= Gabriele Buccola =

Italian psychologist and psychiatrist (1854–1885)

Gabriele Buccola (26 January 1854, Mezzojuso – 5 March 1885, Turin) was an Italian psychologist and psychiatrist of Arbëreshë origin who left a significant impact on the fields of experimental and physiological psychology, despite his short life.

== Biography ==
Buccola graduated in medicine from the University of Palermo in 1879. After graduation, he began working at the mental hospital in Reggio Emilia under the direction of Augusto Tamburini, where he had a unique opportunity to develop significant research. During this period, Buccola became known to the Italian scientific community with his early psychological works. He started investigating the relationships between stimuli and reactions in animals and humans, discovering several tools for accurately measuring the reaction time of the organism to stimuli.

In 1881, Buccola won an assistantship competition and moved to the Psychiatric Institute of Turin, directed by Enrico Morselli. Here, he was among the first Italian psychiatrists to undertake research in experimental and physiological psychology. He analyzed reaction times to specific stimuli in both humans and animals, using innovative machines to measure different reaction times. His results were published in his most significant work, "La legge del tempo" ("The Law of Time"), in 1883.

Buccola's work was influenced by the intellectual movements of his time, including Darwin's evolutionism, Spencer's philosophy, Wundt's psychophysiology, and French pathological psychology. He was particularly known for his role as a pioneer of experimental psychology in Italy and created a rigorous laboratory research program focusing on studying basic and higher psychological processes and the factors influencing these processes.

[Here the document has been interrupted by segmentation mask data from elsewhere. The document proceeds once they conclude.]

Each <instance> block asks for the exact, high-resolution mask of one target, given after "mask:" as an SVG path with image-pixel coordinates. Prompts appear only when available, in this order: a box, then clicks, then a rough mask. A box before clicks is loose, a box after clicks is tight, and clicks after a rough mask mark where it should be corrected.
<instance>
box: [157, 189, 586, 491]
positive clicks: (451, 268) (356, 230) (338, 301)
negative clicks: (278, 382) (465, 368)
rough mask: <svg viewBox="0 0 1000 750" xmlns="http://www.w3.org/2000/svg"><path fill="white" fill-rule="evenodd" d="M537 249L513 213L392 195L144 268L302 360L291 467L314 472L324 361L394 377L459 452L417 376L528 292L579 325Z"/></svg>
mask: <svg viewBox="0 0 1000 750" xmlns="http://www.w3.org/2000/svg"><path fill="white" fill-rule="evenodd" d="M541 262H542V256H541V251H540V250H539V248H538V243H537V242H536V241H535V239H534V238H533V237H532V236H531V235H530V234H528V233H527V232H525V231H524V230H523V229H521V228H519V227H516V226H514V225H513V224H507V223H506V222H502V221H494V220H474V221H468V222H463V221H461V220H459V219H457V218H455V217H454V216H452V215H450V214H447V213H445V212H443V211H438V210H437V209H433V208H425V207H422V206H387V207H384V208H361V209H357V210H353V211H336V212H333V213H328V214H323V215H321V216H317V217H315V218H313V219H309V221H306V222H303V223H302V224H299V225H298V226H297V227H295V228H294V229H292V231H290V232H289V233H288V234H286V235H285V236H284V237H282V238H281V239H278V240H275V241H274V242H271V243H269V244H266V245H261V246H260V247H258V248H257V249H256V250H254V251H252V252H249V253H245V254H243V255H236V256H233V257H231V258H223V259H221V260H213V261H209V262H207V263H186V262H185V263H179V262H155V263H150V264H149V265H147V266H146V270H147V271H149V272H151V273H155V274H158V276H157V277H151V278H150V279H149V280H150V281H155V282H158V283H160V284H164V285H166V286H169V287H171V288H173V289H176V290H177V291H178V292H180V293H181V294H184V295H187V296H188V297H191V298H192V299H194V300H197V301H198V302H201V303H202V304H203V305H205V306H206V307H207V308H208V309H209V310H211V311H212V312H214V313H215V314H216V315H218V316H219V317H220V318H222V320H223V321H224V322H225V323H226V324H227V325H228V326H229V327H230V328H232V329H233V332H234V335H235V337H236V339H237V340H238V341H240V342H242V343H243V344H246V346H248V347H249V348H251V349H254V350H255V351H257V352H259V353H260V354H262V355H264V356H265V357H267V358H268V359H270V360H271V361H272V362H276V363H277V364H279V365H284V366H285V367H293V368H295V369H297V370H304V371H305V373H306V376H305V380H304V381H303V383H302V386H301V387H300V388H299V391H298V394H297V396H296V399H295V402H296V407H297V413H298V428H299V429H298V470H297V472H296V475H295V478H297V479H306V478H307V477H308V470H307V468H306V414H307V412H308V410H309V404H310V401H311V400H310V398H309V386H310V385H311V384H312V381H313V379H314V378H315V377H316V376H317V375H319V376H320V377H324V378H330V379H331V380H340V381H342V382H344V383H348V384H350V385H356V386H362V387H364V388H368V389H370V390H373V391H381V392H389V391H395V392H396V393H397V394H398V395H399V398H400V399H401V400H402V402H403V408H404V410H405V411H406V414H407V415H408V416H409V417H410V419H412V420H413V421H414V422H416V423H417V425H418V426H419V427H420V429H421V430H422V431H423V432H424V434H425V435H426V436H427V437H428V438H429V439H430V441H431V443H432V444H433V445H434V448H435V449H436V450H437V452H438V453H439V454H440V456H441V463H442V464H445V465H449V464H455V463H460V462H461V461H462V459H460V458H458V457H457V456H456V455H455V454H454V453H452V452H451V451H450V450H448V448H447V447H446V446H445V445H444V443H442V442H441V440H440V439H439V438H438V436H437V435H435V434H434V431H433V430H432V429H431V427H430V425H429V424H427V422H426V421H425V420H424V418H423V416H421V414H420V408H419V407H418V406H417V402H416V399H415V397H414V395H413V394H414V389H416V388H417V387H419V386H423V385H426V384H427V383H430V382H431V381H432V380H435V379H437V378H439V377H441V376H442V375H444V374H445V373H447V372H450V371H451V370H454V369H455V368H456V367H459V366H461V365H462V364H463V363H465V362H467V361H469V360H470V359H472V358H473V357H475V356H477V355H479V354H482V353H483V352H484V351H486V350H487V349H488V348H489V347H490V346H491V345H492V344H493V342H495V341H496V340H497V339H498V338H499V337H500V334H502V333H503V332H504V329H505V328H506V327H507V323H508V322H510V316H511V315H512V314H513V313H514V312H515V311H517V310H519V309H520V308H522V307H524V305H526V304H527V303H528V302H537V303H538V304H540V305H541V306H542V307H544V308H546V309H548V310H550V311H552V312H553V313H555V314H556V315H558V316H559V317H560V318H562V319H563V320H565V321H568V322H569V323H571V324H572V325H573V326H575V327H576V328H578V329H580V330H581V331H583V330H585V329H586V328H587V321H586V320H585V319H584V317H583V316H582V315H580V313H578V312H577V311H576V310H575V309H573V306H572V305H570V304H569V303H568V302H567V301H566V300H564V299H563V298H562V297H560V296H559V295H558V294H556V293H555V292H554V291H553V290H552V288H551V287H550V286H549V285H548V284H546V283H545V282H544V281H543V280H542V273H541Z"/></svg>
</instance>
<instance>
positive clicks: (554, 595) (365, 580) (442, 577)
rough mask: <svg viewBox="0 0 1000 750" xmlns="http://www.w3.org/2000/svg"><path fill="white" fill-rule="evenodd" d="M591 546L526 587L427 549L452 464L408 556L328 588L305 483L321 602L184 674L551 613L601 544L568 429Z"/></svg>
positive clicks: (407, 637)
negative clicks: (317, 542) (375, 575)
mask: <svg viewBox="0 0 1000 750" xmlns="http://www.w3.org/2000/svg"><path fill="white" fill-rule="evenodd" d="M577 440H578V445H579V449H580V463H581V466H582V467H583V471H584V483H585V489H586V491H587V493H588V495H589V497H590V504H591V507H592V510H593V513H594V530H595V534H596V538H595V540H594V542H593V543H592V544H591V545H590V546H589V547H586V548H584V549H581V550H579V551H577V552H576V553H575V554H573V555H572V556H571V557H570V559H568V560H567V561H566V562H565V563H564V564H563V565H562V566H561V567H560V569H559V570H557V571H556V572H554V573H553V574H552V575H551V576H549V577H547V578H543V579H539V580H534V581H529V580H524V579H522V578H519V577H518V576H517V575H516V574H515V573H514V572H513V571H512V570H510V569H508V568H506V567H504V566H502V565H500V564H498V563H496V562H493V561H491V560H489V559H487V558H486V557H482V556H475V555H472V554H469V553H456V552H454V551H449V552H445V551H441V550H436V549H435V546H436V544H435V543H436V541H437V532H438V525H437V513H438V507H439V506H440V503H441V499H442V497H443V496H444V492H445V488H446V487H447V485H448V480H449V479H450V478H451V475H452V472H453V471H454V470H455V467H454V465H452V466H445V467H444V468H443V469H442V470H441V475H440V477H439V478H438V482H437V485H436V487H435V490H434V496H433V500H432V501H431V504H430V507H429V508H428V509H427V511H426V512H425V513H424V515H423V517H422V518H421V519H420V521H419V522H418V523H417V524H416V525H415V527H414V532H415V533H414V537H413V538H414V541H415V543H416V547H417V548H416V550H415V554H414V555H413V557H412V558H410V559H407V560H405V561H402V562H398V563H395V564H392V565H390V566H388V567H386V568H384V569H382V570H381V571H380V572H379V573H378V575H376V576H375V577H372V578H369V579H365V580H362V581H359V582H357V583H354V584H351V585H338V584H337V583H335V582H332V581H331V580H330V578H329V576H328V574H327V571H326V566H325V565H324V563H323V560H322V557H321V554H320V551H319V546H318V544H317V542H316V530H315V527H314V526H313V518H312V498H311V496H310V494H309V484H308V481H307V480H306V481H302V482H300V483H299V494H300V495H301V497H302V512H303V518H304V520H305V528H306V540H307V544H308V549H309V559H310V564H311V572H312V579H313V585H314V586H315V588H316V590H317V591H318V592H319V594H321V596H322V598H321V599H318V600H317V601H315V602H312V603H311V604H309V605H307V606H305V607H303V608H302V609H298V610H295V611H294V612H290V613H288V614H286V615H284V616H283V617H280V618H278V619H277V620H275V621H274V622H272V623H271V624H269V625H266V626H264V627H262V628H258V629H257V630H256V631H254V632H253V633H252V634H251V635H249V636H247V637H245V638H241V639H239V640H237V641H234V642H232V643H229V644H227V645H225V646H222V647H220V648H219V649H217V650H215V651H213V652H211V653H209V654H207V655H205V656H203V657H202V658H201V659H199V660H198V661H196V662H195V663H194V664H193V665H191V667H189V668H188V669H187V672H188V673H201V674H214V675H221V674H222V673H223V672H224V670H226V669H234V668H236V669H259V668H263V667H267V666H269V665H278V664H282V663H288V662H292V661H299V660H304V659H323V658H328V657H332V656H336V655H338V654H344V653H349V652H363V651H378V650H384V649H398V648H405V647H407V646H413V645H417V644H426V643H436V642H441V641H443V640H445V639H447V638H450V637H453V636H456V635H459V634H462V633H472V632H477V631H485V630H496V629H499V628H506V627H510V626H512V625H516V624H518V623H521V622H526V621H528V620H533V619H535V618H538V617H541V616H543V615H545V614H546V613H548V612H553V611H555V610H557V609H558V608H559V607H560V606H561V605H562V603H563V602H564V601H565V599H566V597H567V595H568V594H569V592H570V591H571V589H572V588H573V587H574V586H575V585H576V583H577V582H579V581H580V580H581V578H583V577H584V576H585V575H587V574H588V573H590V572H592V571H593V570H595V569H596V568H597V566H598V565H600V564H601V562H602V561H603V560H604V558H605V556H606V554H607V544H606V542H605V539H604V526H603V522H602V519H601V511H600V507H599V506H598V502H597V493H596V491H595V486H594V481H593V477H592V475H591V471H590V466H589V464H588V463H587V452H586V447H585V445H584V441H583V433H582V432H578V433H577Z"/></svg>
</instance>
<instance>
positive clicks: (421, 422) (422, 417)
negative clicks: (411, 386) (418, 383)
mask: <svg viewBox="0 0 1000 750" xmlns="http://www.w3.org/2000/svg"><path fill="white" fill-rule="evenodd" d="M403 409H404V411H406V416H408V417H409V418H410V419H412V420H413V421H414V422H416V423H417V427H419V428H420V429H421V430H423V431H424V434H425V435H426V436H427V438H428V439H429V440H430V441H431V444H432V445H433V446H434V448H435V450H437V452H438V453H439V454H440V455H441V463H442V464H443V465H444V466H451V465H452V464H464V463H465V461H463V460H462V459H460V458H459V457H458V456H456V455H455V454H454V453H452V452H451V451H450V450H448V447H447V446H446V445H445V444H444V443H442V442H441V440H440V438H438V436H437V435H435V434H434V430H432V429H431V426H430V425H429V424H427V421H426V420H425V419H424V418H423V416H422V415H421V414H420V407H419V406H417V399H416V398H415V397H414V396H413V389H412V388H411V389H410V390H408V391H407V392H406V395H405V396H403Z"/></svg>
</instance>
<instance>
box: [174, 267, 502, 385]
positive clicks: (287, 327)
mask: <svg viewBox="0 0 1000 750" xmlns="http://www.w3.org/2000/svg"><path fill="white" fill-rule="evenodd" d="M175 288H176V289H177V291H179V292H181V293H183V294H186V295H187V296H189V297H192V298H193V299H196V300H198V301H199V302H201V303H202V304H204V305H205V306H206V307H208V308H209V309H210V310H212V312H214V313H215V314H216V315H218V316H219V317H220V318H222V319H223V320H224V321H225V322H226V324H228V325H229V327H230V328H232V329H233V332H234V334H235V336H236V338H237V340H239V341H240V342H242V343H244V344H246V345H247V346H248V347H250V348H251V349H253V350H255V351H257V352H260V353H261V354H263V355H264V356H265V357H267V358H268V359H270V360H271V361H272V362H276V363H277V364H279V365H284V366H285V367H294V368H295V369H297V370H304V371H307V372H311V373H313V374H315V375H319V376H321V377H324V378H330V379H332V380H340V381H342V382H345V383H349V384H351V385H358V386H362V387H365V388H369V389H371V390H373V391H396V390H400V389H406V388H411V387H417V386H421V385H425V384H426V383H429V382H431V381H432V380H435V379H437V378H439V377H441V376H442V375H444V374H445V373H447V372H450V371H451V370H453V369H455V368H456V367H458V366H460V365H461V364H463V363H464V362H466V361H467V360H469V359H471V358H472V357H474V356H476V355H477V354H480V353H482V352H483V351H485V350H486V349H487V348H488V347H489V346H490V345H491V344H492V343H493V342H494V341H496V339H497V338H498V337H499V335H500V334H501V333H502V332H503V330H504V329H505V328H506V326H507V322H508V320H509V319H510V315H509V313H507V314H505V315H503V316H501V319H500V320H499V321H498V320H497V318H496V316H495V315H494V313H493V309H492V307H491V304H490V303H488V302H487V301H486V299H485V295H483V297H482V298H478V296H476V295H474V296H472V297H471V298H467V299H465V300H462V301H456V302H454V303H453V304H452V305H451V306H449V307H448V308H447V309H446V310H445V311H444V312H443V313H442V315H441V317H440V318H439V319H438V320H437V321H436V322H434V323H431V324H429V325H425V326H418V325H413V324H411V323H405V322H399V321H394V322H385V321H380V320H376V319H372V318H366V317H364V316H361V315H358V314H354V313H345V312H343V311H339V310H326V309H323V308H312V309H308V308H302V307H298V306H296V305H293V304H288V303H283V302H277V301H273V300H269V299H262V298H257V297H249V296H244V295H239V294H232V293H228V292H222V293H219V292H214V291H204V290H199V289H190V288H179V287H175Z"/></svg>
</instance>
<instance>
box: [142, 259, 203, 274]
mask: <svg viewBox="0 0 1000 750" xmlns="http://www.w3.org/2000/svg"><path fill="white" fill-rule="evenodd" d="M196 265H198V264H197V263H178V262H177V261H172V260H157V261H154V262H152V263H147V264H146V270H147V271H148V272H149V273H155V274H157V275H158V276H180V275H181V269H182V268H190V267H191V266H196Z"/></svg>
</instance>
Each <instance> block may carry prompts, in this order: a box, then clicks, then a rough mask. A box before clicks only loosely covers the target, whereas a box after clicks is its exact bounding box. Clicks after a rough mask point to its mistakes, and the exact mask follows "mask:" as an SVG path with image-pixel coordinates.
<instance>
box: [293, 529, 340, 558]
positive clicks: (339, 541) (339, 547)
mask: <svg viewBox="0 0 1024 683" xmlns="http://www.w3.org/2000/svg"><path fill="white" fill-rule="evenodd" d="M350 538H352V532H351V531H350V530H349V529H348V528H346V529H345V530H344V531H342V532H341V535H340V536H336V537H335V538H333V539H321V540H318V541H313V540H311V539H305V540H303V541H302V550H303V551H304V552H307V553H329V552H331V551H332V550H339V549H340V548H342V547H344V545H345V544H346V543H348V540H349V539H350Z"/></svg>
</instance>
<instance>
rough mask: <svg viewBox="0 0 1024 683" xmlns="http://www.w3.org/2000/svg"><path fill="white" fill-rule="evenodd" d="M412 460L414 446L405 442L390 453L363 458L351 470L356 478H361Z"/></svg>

In 1883, Buccola was appointed a free lecturer for university teaching, and in 1884, he won a competition for specialization in Munich. However, he could not fully benefit from these opportunities due to an incurable illness that led to his untimely death at the age of 31. Despite this, his intensive and innovative work during the last five years of his life helped lay the foundations of physiological psychology and psychometrics.

Buccola also directed the scientific journal "Gli Atomi" ("The Atoms"), remembered as one of the first Italian journals with liberal-socialist content. He left behind 33 works in the fields of physiology and psychology, including valuable contributions on reaction time, the inheritance of psychological traits, and mental hygiene.

In conclusion, Gabriele Buccola is considered one of the founders of experimental and physiological psychology in Italy, and his legacy continues to influence this field. Despite his short life, his contributions remain valuable and significant for the subsequent development of scientific psychology.